Затем мы поехали в город, чтобы получить разрешение взять с собой этих детей. Нам сказали, что власти сейчас находятся на совещании и решают судьбу только что прибывшего конвоя. Тем не менее, сестре Б. удалось поговорить с одним знакомым ей человеком, который разрешил ей взять детей с собой и посоветовал дать им фальшивые имена в паспорте. Этого нам было достаточно, и, возвратившись в госпиталь, мы в тот же вечер переехали с нашим багажом, детьми и всем, что у нас было, в гостиницу в Ерзнка. Санитары-турки в госпитале хорошо отнеслись к нам. «Вы сделали доброе дело, взяв этих детей», — говорили они.
В гостинице на 8 человек мы смогли получить только одну маленькую комнату. Ночью раздался ужасный стук в нашу дверь. Кто-то спросил, здесь ли живут две немки. Затем все опять стихло к величайшей радости маленьких обитателей нашей комнаты. Первым вопросом детей было, согласимся ли "мы с тем, чтобы их сделали магометанами. Является ли наш крест (красный крест сестры) таким же, как и их крест? После этого они успокоились. Мы оставили их в комнате, а сами пошли выпить чай в кафе гостиницы.
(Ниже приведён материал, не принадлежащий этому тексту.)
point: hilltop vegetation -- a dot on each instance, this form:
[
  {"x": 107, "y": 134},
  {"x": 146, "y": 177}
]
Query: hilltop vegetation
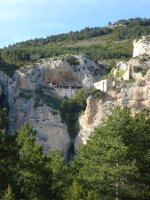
[{"x": 99, "y": 43}]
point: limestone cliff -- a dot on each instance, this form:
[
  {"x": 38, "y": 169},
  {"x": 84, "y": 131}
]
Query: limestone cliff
[
  {"x": 32, "y": 99},
  {"x": 134, "y": 93}
]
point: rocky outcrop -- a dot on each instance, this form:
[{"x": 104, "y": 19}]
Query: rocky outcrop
[
  {"x": 141, "y": 47},
  {"x": 135, "y": 95},
  {"x": 32, "y": 100}
]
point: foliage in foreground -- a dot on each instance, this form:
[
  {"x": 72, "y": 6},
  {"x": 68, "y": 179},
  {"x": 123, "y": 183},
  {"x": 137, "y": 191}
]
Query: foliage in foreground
[{"x": 115, "y": 164}]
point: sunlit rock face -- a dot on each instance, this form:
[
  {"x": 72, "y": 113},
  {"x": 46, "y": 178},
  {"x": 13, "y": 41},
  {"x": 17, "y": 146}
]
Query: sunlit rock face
[
  {"x": 141, "y": 47},
  {"x": 135, "y": 95},
  {"x": 30, "y": 90}
]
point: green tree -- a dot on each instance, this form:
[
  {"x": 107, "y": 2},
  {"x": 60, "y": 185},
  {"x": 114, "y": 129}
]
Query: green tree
[
  {"x": 9, "y": 195},
  {"x": 32, "y": 178},
  {"x": 115, "y": 163},
  {"x": 74, "y": 192}
]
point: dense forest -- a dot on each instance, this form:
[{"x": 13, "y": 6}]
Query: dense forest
[
  {"x": 99, "y": 43},
  {"x": 115, "y": 163}
]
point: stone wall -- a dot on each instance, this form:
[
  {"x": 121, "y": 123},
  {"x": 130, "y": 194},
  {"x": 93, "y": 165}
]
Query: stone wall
[{"x": 141, "y": 47}]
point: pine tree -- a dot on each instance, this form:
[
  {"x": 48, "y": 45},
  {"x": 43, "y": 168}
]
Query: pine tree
[{"x": 8, "y": 195}]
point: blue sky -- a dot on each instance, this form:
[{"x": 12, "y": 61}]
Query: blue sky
[{"x": 25, "y": 19}]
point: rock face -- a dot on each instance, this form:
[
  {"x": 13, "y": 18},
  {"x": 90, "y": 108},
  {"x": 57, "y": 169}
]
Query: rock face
[
  {"x": 32, "y": 98},
  {"x": 134, "y": 95},
  {"x": 141, "y": 47}
]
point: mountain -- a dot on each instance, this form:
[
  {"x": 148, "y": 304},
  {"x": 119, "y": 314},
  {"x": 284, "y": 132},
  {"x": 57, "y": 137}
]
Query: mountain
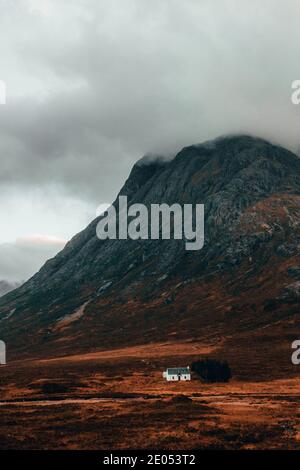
[
  {"x": 6, "y": 286},
  {"x": 244, "y": 283}
]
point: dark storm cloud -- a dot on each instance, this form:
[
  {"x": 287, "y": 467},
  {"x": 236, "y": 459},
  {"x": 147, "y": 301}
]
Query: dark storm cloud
[{"x": 94, "y": 85}]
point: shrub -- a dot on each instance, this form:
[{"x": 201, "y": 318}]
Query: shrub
[{"x": 211, "y": 370}]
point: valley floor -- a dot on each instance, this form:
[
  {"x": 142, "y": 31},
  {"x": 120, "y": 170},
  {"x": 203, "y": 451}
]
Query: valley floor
[{"x": 118, "y": 400}]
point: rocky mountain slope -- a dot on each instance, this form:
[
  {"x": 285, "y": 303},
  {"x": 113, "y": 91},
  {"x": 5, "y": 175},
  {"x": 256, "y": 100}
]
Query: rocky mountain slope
[
  {"x": 6, "y": 286},
  {"x": 97, "y": 294}
]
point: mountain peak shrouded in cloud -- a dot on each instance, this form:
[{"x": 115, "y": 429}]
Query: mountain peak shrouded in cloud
[{"x": 129, "y": 78}]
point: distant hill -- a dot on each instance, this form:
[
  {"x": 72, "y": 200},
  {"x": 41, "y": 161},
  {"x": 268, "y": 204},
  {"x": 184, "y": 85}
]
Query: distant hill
[{"x": 6, "y": 286}]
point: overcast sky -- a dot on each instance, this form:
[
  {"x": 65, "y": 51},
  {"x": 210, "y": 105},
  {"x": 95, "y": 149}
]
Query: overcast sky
[{"x": 92, "y": 85}]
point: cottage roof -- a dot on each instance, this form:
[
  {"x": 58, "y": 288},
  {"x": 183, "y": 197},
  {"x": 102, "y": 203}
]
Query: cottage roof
[{"x": 178, "y": 370}]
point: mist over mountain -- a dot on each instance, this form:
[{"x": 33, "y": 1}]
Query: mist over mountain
[
  {"x": 6, "y": 286},
  {"x": 97, "y": 293}
]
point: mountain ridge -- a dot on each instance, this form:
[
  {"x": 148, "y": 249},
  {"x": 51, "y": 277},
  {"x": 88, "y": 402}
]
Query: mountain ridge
[{"x": 93, "y": 290}]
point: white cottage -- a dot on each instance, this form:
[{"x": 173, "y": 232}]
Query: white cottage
[{"x": 177, "y": 373}]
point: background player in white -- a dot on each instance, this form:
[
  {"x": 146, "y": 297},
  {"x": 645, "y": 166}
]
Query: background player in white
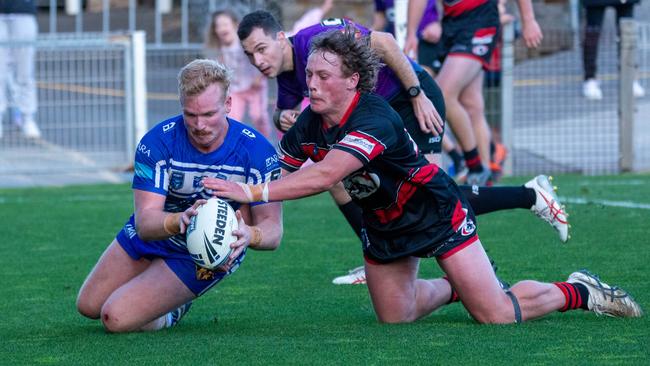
[
  {"x": 412, "y": 209},
  {"x": 146, "y": 279}
]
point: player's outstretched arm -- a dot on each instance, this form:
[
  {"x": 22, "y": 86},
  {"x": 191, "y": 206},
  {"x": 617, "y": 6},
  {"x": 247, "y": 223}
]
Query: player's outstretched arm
[
  {"x": 387, "y": 48},
  {"x": 531, "y": 31},
  {"x": 152, "y": 222},
  {"x": 310, "y": 180},
  {"x": 414, "y": 17}
]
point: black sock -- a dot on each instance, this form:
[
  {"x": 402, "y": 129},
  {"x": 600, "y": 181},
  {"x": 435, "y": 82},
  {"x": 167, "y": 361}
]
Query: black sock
[
  {"x": 456, "y": 158},
  {"x": 473, "y": 160},
  {"x": 576, "y": 294},
  {"x": 489, "y": 199},
  {"x": 353, "y": 214}
]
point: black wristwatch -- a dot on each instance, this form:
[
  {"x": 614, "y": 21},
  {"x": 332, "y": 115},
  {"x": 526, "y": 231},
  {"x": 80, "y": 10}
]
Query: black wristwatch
[{"x": 414, "y": 91}]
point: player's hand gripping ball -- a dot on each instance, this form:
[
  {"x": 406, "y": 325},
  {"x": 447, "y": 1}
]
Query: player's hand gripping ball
[{"x": 209, "y": 234}]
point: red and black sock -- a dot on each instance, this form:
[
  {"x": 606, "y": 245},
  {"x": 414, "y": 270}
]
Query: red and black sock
[
  {"x": 473, "y": 160},
  {"x": 576, "y": 294}
]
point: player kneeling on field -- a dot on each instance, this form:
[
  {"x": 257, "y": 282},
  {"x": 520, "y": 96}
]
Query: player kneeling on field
[
  {"x": 146, "y": 279},
  {"x": 412, "y": 209}
]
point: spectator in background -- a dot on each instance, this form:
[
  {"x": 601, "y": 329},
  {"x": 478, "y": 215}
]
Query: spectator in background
[
  {"x": 595, "y": 12},
  {"x": 17, "y": 26},
  {"x": 249, "y": 88}
]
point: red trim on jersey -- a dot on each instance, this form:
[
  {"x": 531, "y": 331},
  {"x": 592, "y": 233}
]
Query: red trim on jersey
[
  {"x": 458, "y": 217},
  {"x": 377, "y": 146},
  {"x": 469, "y": 55},
  {"x": 315, "y": 153},
  {"x": 457, "y": 249},
  {"x": 489, "y": 31},
  {"x": 562, "y": 286},
  {"x": 461, "y": 6},
  {"x": 291, "y": 161},
  {"x": 371, "y": 261},
  {"x": 405, "y": 192}
]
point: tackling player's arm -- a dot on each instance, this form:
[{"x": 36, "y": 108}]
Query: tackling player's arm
[
  {"x": 310, "y": 180},
  {"x": 387, "y": 48},
  {"x": 153, "y": 223},
  {"x": 414, "y": 17}
]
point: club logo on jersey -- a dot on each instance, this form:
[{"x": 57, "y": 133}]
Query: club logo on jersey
[
  {"x": 271, "y": 160},
  {"x": 169, "y": 126},
  {"x": 248, "y": 133},
  {"x": 468, "y": 229},
  {"x": 142, "y": 170},
  {"x": 361, "y": 184},
  {"x": 480, "y": 50},
  {"x": 130, "y": 230},
  {"x": 196, "y": 181},
  {"x": 177, "y": 179},
  {"x": 143, "y": 149},
  {"x": 332, "y": 22},
  {"x": 358, "y": 143}
]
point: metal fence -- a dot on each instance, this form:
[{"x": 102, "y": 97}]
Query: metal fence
[
  {"x": 86, "y": 111},
  {"x": 550, "y": 127}
]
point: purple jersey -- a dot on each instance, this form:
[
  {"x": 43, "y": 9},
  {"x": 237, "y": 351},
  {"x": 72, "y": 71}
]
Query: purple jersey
[
  {"x": 388, "y": 8},
  {"x": 292, "y": 85}
]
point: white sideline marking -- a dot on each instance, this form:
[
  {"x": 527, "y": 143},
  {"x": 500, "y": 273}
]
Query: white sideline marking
[
  {"x": 110, "y": 197},
  {"x": 626, "y": 204},
  {"x": 627, "y": 182}
]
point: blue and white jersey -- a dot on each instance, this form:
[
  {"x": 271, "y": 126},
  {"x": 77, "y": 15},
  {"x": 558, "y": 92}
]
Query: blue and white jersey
[{"x": 168, "y": 164}]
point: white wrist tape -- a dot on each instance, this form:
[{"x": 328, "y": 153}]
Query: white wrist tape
[{"x": 265, "y": 192}]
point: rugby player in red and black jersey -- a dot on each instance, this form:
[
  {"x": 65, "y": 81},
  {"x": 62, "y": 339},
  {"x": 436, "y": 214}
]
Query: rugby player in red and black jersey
[
  {"x": 411, "y": 209},
  {"x": 470, "y": 30}
]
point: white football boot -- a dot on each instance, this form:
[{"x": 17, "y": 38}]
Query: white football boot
[
  {"x": 605, "y": 299},
  {"x": 356, "y": 276},
  {"x": 547, "y": 206},
  {"x": 637, "y": 89},
  {"x": 591, "y": 90},
  {"x": 30, "y": 128},
  {"x": 175, "y": 316}
]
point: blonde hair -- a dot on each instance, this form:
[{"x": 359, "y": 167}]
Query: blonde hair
[{"x": 198, "y": 75}]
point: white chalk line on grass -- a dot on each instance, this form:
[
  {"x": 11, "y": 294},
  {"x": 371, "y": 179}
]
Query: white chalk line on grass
[
  {"x": 110, "y": 197},
  {"x": 625, "y": 204}
]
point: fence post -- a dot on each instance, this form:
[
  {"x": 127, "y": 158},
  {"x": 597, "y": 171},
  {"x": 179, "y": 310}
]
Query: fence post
[
  {"x": 627, "y": 64},
  {"x": 507, "y": 69},
  {"x": 139, "y": 44}
]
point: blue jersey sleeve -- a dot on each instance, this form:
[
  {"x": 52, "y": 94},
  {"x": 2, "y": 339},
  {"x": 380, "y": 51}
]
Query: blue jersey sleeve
[{"x": 151, "y": 161}]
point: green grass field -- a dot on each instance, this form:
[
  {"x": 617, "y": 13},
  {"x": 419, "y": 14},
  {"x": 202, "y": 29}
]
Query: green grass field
[{"x": 281, "y": 308}]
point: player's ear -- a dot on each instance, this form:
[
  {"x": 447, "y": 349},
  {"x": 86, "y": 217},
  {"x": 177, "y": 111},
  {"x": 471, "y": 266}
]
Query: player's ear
[
  {"x": 281, "y": 36},
  {"x": 353, "y": 81},
  {"x": 228, "y": 104}
]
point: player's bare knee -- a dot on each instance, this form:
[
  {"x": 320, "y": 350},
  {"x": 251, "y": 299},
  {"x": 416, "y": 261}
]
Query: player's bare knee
[
  {"x": 87, "y": 307},
  {"x": 112, "y": 321}
]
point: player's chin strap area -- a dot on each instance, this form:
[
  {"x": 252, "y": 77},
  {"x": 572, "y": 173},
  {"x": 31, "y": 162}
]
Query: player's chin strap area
[{"x": 515, "y": 304}]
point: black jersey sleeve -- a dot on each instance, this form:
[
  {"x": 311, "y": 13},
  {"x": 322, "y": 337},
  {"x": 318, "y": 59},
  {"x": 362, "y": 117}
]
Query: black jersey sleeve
[
  {"x": 373, "y": 128},
  {"x": 292, "y": 155}
]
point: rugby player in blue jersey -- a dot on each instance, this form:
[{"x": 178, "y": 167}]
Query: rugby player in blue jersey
[
  {"x": 411, "y": 208},
  {"x": 285, "y": 58},
  {"x": 146, "y": 279}
]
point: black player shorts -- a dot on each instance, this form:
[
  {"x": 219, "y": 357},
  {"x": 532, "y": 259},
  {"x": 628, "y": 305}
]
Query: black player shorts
[
  {"x": 473, "y": 34},
  {"x": 401, "y": 103}
]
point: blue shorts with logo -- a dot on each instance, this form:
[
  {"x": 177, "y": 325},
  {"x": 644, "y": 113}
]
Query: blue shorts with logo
[{"x": 197, "y": 279}]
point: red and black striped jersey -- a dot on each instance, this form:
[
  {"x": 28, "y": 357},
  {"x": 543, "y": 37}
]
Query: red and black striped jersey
[
  {"x": 454, "y": 8},
  {"x": 401, "y": 194}
]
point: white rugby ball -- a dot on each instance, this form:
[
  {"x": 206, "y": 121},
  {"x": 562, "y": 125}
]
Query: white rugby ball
[{"x": 209, "y": 234}]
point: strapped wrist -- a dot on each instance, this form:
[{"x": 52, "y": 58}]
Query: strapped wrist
[
  {"x": 172, "y": 223},
  {"x": 256, "y": 236}
]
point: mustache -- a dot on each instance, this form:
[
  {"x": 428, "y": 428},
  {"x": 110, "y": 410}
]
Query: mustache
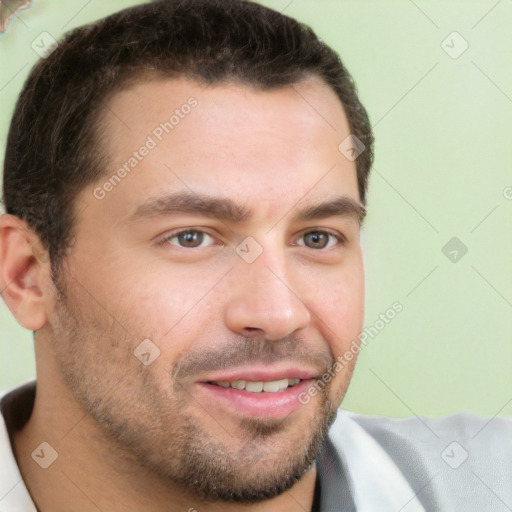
[{"x": 252, "y": 351}]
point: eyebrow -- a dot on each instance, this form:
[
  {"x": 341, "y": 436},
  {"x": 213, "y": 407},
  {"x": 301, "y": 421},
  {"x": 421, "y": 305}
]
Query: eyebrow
[{"x": 226, "y": 209}]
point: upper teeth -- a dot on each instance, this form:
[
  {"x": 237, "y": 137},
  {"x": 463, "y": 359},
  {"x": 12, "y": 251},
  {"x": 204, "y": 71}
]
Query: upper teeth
[{"x": 271, "y": 386}]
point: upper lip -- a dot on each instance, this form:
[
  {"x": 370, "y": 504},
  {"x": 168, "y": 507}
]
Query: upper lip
[{"x": 256, "y": 374}]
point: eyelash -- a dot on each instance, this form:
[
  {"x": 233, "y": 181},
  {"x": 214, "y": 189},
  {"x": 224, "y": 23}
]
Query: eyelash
[{"x": 166, "y": 240}]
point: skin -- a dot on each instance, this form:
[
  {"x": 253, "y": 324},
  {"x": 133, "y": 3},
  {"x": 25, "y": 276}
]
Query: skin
[{"x": 119, "y": 426}]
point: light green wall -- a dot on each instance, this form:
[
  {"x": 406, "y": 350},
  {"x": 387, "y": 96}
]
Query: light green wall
[{"x": 443, "y": 164}]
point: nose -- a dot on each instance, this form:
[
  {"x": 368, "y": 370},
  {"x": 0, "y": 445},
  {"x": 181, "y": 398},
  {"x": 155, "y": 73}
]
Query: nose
[{"x": 262, "y": 301}]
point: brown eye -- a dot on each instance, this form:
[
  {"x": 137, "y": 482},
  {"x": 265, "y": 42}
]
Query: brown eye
[
  {"x": 320, "y": 239},
  {"x": 188, "y": 239}
]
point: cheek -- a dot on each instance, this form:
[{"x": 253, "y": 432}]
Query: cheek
[{"x": 340, "y": 306}]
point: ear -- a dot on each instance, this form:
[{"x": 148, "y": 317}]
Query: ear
[{"x": 24, "y": 267}]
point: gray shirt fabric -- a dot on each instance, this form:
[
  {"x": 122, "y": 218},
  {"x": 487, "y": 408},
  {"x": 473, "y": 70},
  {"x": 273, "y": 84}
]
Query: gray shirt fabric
[{"x": 460, "y": 463}]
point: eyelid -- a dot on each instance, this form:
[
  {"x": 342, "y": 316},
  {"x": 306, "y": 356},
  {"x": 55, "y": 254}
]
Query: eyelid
[
  {"x": 165, "y": 239},
  {"x": 342, "y": 239}
]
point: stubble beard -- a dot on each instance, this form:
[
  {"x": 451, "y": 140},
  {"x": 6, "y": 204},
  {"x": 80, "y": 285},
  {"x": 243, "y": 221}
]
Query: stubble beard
[{"x": 150, "y": 430}]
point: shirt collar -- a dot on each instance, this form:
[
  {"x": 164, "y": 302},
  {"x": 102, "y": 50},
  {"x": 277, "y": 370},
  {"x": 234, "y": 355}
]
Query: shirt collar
[{"x": 354, "y": 466}]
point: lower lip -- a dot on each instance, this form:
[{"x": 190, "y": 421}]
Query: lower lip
[{"x": 263, "y": 405}]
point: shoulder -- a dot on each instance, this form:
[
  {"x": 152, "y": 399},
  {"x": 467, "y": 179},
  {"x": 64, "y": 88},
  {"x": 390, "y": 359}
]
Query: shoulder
[{"x": 460, "y": 461}]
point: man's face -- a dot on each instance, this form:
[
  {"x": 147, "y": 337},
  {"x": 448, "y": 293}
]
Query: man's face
[{"x": 211, "y": 248}]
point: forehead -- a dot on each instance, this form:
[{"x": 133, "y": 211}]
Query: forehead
[{"x": 274, "y": 146}]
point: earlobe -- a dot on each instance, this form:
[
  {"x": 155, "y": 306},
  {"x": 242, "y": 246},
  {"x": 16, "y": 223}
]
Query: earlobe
[{"x": 23, "y": 267}]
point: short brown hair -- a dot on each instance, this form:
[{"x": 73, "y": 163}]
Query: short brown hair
[{"x": 52, "y": 152}]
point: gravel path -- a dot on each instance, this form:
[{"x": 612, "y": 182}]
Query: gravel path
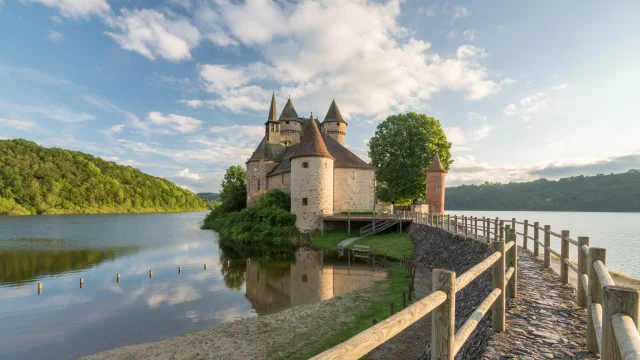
[{"x": 543, "y": 322}]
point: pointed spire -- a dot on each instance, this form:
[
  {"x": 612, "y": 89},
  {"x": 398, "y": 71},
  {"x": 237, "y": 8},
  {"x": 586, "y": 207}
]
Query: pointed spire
[
  {"x": 289, "y": 112},
  {"x": 334, "y": 113},
  {"x": 273, "y": 115},
  {"x": 311, "y": 143},
  {"x": 436, "y": 164}
]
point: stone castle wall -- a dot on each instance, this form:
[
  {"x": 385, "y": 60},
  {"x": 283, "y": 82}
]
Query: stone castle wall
[
  {"x": 314, "y": 183},
  {"x": 353, "y": 189}
]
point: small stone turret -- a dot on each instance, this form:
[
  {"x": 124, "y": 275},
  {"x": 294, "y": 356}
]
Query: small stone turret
[
  {"x": 334, "y": 125},
  {"x": 311, "y": 179},
  {"x": 290, "y": 124},
  {"x": 272, "y": 126},
  {"x": 435, "y": 186}
]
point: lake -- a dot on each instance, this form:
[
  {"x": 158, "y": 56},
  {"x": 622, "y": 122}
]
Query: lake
[
  {"x": 67, "y": 321},
  {"x": 619, "y": 233}
]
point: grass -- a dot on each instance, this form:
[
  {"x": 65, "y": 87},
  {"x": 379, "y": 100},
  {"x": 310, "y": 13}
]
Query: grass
[{"x": 375, "y": 305}]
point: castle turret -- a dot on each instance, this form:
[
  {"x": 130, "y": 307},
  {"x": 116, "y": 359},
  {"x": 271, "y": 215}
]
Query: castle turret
[
  {"x": 435, "y": 186},
  {"x": 334, "y": 125},
  {"x": 290, "y": 124},
  {"x": 272, "y": 126},
  {"x": 311, "y": 179}
]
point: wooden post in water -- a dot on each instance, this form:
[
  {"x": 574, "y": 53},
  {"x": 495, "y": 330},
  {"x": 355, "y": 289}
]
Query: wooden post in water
[
  {"x": 547, "y": 246},
  {"x": 525, "y": 237},
  {"x": 583, "y": 269},
  {"x": 443, "y": 318},
  {"x": 595, "y": 295},
  {"x": 498, "y": 317},
  {"x": 564, "y": 256},
  {"x": 536, "y": 238},
  {"x": 620, "y": 301}
]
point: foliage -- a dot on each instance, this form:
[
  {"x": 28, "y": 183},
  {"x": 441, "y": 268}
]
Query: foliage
[
  {"x": 402, "y": 149},
  {"x": 234, "y": 189},
  {"x": 38, "y": 180},
  {"x": 614, "y": 192},
  {"x": 360, "y": 212},
  {"x": 209, "y": 196},
  {"x": 257, "y": 228}
]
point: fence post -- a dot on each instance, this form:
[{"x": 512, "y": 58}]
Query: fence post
[
  {"x": 547, "y": 246},
  {"x": 564, "y": 254},
  {"x": 595, "y": 296},
  {"x": 583, "y": 269},
  {"x": 525, "y": 237},
  {"x": 512, "y": 261},
  {"x": 498, "y": 318},
  {"x": 536, "y": 238},
  {"x": 443, "y": 318},
  {"x": 617, "y": 299}
]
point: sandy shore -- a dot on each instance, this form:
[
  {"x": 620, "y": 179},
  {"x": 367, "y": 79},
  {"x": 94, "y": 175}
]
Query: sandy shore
[{"x": 281, "y": 335}]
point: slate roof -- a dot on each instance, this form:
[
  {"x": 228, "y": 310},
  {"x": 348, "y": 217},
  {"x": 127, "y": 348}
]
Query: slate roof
[
  {"x": 311, "y": 142},
  {"x": 436, "y": 165},
  {"x": 334, "y": 114},
  {"x": 289, "y": 112}
]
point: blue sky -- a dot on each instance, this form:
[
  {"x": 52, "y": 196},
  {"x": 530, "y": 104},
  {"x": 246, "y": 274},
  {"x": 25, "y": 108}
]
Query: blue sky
[{"x": 181, "y": 88}]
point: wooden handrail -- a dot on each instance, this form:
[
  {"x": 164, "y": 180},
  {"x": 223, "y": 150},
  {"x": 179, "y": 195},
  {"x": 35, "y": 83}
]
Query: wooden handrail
[
  {"x": 603, "y": 275},
  {"x": 627, "y": 336},
  {"x": 362, "y": 343},
  {"x": 467, "y": 328},
  {"x": 470, "y": 275}
]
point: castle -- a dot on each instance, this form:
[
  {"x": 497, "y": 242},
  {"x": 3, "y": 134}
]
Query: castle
[{"x": 307, "y": 159}]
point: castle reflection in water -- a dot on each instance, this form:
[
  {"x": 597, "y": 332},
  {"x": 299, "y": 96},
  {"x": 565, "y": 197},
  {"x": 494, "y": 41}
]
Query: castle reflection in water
[{"x": 312, "y": 278}]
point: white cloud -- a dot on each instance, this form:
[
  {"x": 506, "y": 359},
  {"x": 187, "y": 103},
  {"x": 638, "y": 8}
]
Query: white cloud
[
  {"x": 17, "y": 124},
  {"x": 191, "y": 103},
  {"x": 510, "y": 109},
  {"x": 561, "y": 86},
  {"x": 182, "y": 124},
  {"x": 469, "y": 35},
  {"x": 152, "y": 34},
  {"x": 55, "y": 36},
  {"x": 459, "y": 12},
  {"x": 77, "y": 9}
]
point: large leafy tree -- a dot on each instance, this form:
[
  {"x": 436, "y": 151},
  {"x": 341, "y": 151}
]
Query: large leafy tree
[
  {"x": 402, "y": 149},
  {"x": 234, "y": 189}
]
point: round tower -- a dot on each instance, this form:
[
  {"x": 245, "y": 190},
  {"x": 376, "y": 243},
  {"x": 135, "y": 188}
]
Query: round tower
[
  {"x": 334, "y": 125},
  {"x": 435, "y": 186},
  {"x": 311, "y": 180},
  {"x": 290, "y": 124}
]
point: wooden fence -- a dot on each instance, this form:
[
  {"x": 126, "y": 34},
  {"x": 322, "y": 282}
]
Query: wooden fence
[{"x": 613, "y": 312}]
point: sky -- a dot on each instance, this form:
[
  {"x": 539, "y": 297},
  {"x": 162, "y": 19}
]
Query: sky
[{"x": 181, "y": 88}]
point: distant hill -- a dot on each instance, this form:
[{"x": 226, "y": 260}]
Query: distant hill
[
  {"x": 209, "y": 196},
  {"x": 614, "y": 192},
  {"x": 38, "y": 180}
]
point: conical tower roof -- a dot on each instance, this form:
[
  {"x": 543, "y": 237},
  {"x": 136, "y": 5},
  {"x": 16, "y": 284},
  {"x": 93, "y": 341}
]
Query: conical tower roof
[
  {"x": 289, "y": 112},
  {"x": 334, "y": 113},
  {"x": 311, "y": 143},
  {"x": 436, "y": 164},
  {"x": 273, "y": 115}
]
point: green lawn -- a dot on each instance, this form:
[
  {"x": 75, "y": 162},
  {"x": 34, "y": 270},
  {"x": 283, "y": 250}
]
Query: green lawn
[{"x": 375, "y": 305}]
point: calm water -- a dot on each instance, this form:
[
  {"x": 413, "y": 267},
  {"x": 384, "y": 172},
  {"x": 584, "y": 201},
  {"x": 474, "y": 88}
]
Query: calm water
[
  {"x": 619, "y": 233},
  {"x": 67, "y": 321}
]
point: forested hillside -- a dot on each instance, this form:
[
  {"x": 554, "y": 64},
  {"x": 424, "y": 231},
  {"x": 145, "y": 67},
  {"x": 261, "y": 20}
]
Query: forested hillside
[
  {"x": 38, "y": 180},
  {"x": 615, "y": 192}
]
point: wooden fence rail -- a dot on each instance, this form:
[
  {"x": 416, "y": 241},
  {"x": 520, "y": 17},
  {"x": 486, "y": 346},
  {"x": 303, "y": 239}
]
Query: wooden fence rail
[{"x": 613, "y": 326}]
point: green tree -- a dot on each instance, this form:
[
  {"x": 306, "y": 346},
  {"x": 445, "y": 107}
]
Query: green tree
[
  {"x": 234, "y": 189},
  {"x": 402, "y": 149}
]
Мы заметили, что несколько выписавшихся из нашего госпиталя больных, которые всегда старались показать свое расположение к нам, вели себя так, будто не узнают нас. Хозяин гостиницы начал разглагольствовать. «В Константинополе, — говорил он, — принято решение о том, что эти женщины и дети должны умереть». Вошел также турецкий ходжа из нашего госпиталя и, между прочим, сказал нам: «Если бог не имеет жалости к ним, почему же вы должны их жалеть? Армяне совершили зверства в Ване. Это произошло потому, что у них плохая религия. Мусульмане не должны были следовать их примеру, им надлежит осуществить резню с наибольшей гуманностью». Мы каждый раз отвечали, что им следовало бы выявить преступников и совершить правосудие над ними, а уничтожение женщин и детей всегда было и останется преступлением.